Amendement n°CD481
Auteur
Nicolas Bonnet
Christine Arrighi
Pouria Amirshahi
Clémentine Autain
Léa Balage El Mariky
Lisa Belluco
Karim Ben Cheikh
Benoît Biteau
Arnaud Bonnet
Cyrielle Chatelain
Alexis Corbière
Hendrik Davi
Emmanuel Duplessy
Charles Fournier
Marie-Charlotte Garin
Damien Girard
Steevy Gustave
Catherine Hervieu
Jérémie Iordanoff
Julie Laernoes
Tristan Lahais
Benjamin Lucas-Lundy
Julie Ozenne
Sébastien Peytavie
Jean-Claude Raux
Sandra Regol
Jean-Louis Roumégas
Sandrine Rousseau
François Ruffin
Eva Sas
Sabrina Sebaihi
Danielle Simonnet
Sophie Taillé-Polian
Boris Tavernier
Nicolas Thierry
Dominique VoynetExposé des motifs
Cet amendement du groupe Écologiste et social vise à préciser que les lois de programmation doivent garantir l’accessibilité de l’ensemble du territoire à tous les citoyens et citoyennes et réduire les situations de précarité de déplacement. En 2021, Elisabeth Borne, alors Ministre des transports, avait promis d’éradiquer les “zones blanches de la mobilité”, en créant des autorités organisatrices de la mobilité dans les zones rurales. Cinq ans plus tard, ces autorités organisatrices manquent à l’appel alors que les inégalités se creusent. En effet, dans les territoires ruraux, de montagne et de faible densité, la non-accessibilité à des moyens de mobilité est devenue une véritable source de précarité. 10 % des ménages ruraux précaires n’ont pas de voiture, selon le rapport “Territoires ruraux : en panne de mobilité” du Secours catholique, et ceux qui en ont une “se retrouvent piégés par l’augmentation des prix du carburant”, sans parler des plus jeunes qui n’ont pas le permis, ou les personnes âgées ou en situation de handicap qui n’ont aucune solution alternative. Le manque de transports collectifs dans les territoires ruraux est une cause d'enclavement et de précarisation des populations, les lois de programmations doivent donc prendre en compte ces enjeux afin de lutter contre les discriminations que subissent les territoires ruraux. Des solutions ont déjà prouvé leur efficacité et doivent ainsi être encouragées comme l’autopartage (qui encourage les mobilités actives), le covoiturage et le transport à la demande. Face au manque de solutions dans les territoires ruraux, des communes se retrouvent obligées de proposer des solutions par elle-mêmes comme la Communauté de Communes de la Roche-aux-Fées qui a mis en place une navette pour emmener les personnes sur les communes centres ou la communauté de communes du Pays du Neubourg qui a mis en place un service de covoiturage. Cependant, les lois de programmation doivent pouvoir également lutter contre les fractures territoriales et accompagner un maillage de transports sur l’ensemble du territoire national.

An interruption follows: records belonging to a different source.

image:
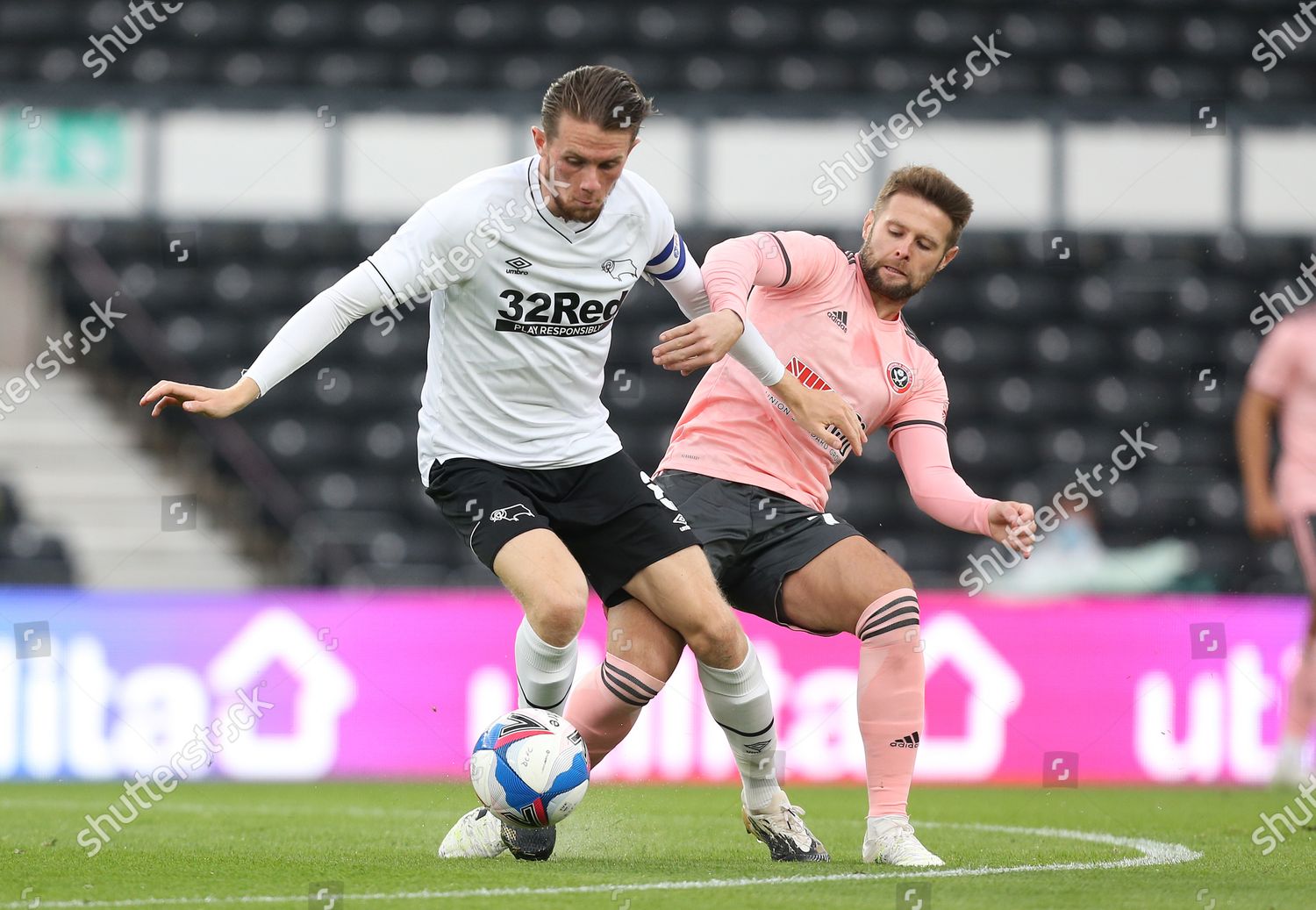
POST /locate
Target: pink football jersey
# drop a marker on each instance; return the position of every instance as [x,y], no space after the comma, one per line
[1286,370]
[820,319]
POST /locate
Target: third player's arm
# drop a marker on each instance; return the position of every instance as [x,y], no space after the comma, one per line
[1253,431]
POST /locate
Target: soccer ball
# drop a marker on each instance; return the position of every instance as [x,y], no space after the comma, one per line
[531,768]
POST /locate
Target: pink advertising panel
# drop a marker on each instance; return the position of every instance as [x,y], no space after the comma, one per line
[290,685]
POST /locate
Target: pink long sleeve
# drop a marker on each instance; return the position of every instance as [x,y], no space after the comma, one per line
[733,266]
[936,488]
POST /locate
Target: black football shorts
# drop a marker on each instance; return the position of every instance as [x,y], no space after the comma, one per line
[605,512]
[753,538]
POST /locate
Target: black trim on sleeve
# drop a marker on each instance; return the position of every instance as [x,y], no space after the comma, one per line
[784,257]
[386,281]
[913,423]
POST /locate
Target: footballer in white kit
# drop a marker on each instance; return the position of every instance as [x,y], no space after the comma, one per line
[513,441]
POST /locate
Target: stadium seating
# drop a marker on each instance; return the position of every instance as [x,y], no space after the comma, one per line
[1111,50]
[28,556]
[1045,369]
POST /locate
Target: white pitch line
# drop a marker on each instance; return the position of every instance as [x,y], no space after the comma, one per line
[1153,852]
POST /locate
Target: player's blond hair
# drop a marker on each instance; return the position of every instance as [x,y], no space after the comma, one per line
[937,189]
[600,95]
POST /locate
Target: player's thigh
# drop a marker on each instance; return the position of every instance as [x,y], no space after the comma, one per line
[541,573]
[681,591]
[831,591]
[639,638]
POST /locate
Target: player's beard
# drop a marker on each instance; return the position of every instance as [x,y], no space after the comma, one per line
[578,211]
[892,290]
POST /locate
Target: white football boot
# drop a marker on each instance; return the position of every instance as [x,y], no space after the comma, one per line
[891,839]
[781,828]
[478,834]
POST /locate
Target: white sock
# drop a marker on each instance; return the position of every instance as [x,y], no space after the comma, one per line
[742,706]
[879,825]
[544,672]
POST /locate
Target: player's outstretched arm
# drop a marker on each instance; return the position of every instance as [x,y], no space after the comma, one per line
[199,399]
[937,489]
[1012,525]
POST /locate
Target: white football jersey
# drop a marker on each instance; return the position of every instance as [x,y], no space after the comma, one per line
[521,313]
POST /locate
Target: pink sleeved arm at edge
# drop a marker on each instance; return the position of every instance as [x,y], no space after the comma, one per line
[936,488]
[733,266]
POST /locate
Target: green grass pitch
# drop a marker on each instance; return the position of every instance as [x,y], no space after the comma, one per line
[650,847]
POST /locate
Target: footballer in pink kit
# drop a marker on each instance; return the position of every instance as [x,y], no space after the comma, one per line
[1282,382]
[755,485]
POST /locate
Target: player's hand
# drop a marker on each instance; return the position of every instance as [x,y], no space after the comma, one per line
[1265,518]
[699,342]
[821,411]
[202,400]
[1012,525]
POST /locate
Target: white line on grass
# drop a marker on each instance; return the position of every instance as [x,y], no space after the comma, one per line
[1153,852]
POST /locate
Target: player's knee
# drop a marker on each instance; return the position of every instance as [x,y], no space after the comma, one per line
[890,615]
[716,638]
[557,617]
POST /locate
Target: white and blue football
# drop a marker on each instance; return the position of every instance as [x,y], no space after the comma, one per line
[531,768]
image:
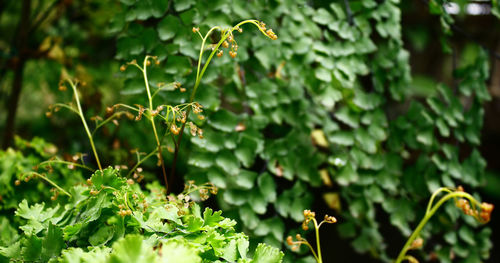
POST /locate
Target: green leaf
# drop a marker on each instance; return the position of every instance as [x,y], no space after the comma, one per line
[224,120]
[246,151]
[467,234]
[245,179]
[267,187]
[348,117]
[248,217]
[257,201]
[344,138]
[211,218]
[178,252]
[102,236]
[32,248]
[181,5]
[228,162]
[267,254]
[168,27]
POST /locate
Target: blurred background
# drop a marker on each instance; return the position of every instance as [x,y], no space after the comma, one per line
[39,39]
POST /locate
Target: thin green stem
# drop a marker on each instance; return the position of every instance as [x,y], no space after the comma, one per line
[151,118]
[318,245]
[312,250]
[436,193]
[67,163]
[98,126]
[80,112]
[50,182]
[428,216]
[66,107]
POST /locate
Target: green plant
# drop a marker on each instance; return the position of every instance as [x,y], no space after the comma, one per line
[111,211]
[466,202]
[308,217]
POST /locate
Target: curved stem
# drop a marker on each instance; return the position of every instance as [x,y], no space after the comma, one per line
[318,245]
[80,112]
[441,189]
[199,76]
[312,250]
[51,182]
[152,119]
[428,216]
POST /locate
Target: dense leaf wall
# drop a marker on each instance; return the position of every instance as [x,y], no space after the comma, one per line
[326,105]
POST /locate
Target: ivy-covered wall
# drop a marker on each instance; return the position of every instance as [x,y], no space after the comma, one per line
[327,107]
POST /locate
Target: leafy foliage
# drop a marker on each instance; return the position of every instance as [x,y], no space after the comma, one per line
[139,226]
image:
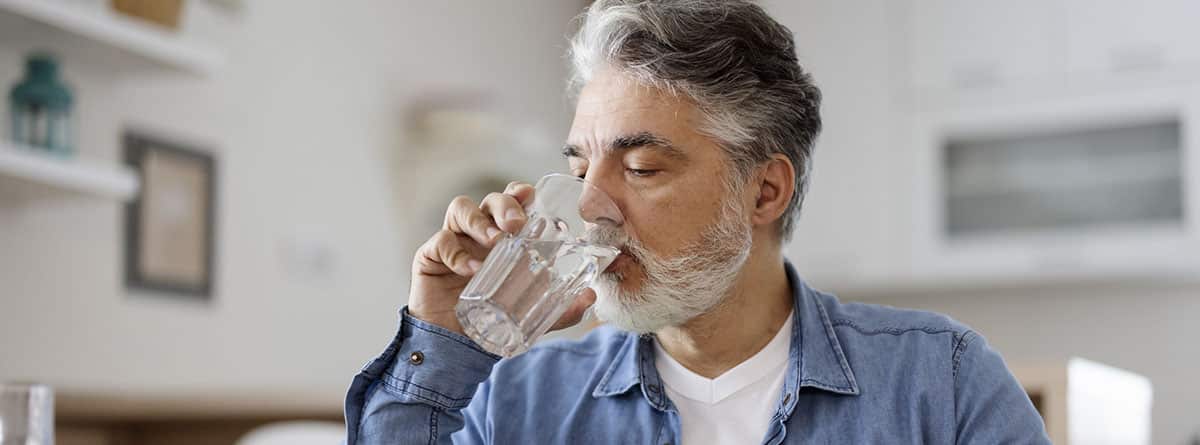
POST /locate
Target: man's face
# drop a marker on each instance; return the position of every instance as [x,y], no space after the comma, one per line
[684,226]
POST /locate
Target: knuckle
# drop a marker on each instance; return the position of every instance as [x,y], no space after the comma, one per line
[461,200]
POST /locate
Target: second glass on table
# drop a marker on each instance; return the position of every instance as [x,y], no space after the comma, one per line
[531,278]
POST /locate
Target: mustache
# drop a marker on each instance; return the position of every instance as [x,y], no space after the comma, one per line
[616,238]
[607,235]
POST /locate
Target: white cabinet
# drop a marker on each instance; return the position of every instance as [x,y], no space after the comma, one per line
[1122,36]
[955,47]
[981,43]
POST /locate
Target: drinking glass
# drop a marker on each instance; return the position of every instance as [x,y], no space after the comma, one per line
[531,278]
[27,414]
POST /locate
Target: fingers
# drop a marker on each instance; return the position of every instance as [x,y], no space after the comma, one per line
[448,252]
[505,210]
[463,217]
[575,313]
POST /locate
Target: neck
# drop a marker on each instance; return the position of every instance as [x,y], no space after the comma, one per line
[751,313]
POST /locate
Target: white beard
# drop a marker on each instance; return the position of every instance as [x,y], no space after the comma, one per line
[677,289]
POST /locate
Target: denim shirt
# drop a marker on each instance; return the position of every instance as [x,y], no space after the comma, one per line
[857,374]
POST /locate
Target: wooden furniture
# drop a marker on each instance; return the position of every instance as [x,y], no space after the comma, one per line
[1084,402]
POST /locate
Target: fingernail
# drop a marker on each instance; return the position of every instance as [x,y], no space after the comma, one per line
[513,215]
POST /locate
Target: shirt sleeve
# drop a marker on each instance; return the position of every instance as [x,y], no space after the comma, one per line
[415,391]
[990,406]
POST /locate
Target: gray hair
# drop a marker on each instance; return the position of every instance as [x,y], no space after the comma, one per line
[730,58]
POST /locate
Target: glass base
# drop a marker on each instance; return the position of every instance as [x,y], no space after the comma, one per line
[490,328]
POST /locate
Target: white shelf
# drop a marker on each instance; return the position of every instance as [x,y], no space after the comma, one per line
[72,174]
[75,31]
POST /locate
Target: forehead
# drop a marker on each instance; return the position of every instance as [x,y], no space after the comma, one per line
[612,104]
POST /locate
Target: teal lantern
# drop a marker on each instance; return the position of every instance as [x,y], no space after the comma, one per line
[40,107]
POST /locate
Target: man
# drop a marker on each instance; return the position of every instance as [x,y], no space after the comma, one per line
[696,119]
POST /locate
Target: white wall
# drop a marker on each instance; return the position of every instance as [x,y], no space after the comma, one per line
[857,223]
[306,121]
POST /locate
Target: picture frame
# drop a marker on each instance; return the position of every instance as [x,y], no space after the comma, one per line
[169,227]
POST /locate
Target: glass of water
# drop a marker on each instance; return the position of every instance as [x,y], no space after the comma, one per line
[27,414]
[531,278]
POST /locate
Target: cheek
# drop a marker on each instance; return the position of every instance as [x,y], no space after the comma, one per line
[667,220]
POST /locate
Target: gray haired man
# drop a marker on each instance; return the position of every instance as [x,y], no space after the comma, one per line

Dispositif de l'amendement
Compléter l’alinéa 3 par les deux alinéas suivants « Ces lois de programmation consacrent une part des investissements projetés au développement des solutions de mobilité du quotidien dans les territoires ruraux et peu denses, notamment le transport à la demande, la mobilité solidaire, le covoiturage, l’autopartage et les mobilités actives. « Elles veillent à garantir l’accessibilité de l’ensemble du territoire national aux services essentiels de mobilité et à réduire les situations de précarité de déplacement affectant les territoires ruraux, de montagne et à faible densité. »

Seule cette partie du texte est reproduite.